Fabric8 Kubernetes Client version

6.13.3

Steps to reproduce

I don't know how to reproduce it.

Expected behavior

no deadlock

Runtime

Kubernetes (vanilla)

Kubernetes API Server version

other (please specify in additional context)

Environment

Linux

Fabric8 Kubernetes Client Logs

No response

Additional context

No response

shawkins commented 1 day ago

http watches unfortunately haven't gotten as much scrutiny as websocket watches, and this does indeed look like a deadlock in the current state of that code. Are you choosing to use http watches or is that happening for you?

shawkins commented 1 day ago

Also this appears to be okhttp specific. You could try one of the other http clients instead.

bzhangyan11 commented 1 day ago

http watches unfortunately haven't gotten as much scrutiny as websocket watches, and this does indeed look like a deadlock in the current state of that code. Are you choosing to use http watches or is that happening for you?

yes, i'm using http watches.

bzhangyan11 commented 1 day ago

Previously,my service got stock with websocket(can't receive any events from apiserver),so i upgraded fabric8 from 5.X to 6.13.3 and chose http watches instead.
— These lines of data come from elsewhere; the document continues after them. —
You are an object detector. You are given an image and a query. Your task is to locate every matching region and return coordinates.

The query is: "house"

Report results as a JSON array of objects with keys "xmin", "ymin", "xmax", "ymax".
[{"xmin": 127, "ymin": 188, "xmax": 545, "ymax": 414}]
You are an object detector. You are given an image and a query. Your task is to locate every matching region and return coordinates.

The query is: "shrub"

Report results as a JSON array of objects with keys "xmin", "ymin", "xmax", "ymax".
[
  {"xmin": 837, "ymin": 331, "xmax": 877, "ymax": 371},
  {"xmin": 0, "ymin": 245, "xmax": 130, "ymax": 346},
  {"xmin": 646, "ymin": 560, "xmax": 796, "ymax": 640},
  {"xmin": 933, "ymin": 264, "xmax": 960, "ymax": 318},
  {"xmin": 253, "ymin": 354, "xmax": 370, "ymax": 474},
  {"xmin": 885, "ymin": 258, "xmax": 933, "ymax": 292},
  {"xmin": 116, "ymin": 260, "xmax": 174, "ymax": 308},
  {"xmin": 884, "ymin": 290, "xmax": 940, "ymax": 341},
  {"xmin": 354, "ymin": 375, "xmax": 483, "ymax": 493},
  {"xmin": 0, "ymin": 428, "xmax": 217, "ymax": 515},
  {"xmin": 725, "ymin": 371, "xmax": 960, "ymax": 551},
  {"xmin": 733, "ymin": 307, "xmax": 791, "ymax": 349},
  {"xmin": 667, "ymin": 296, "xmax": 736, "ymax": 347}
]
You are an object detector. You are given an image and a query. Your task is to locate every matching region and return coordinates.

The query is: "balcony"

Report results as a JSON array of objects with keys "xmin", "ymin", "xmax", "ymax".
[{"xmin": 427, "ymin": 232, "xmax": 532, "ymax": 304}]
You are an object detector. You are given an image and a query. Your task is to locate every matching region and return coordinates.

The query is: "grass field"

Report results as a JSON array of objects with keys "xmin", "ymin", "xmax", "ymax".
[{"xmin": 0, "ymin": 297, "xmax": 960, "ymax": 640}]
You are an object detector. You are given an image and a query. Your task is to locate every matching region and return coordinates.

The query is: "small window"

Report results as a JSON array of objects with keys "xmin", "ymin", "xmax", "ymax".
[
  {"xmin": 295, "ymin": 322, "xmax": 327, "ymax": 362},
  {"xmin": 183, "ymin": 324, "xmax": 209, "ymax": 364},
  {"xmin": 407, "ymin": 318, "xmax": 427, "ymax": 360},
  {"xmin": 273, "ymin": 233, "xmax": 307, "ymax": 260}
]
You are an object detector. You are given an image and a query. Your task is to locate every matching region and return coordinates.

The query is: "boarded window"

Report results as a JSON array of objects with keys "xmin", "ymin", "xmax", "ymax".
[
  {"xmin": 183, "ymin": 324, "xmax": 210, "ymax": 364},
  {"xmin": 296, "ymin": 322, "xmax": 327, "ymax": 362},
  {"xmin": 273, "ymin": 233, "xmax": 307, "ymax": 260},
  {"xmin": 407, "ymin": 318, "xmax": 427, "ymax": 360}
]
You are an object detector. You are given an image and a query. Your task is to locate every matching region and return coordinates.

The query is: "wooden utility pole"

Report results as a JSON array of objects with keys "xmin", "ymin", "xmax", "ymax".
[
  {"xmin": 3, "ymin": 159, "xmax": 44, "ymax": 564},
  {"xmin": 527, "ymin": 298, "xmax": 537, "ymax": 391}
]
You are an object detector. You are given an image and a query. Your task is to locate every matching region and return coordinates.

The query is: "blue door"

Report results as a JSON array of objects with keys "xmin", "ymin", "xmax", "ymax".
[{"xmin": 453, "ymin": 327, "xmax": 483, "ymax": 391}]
bzhangyan11 commented 1 day ago

http watches unfortunately haven't gotten as much scrutiny as websocket watches, and this does indeed look like a deadlock in the current state of that code. Are you choosing to use http watches or is that happening for you?

and it seems that this issue only occurs in specific versions of the JDK. https://github.com/openjdk/jdk8u/blob/jdk8u332-ga/jdk/src/share/classes/sun/security/ssl/SSLSocketImpl.java#L935

works well in this version of SSLSocketImpl. https://github.com/openjdk/jdk/blob/jdk8-b120/jdk/src/share/classes/sun/security/ssl/SSLSocketImpl.java https://github.com/openjdk/jdk/blob/jdk8-b120/jdk/src/share/classes/sun/security/ssl/AppInputStream.java

shawkins commented 19 hours ago

@bzhangyan11 thanks for the additional context and links. The proposed pr should be safe regardless - our http client layer over okhttp attempts to make it appear as an async api, but it's actually blocking. We hadn't seen this blocking on close behavior before - which you are pointing out looks to even be JRE specific. So if you can't change your JRE, and you need to keep using http watches, the only other near term workaround is to use a different http client.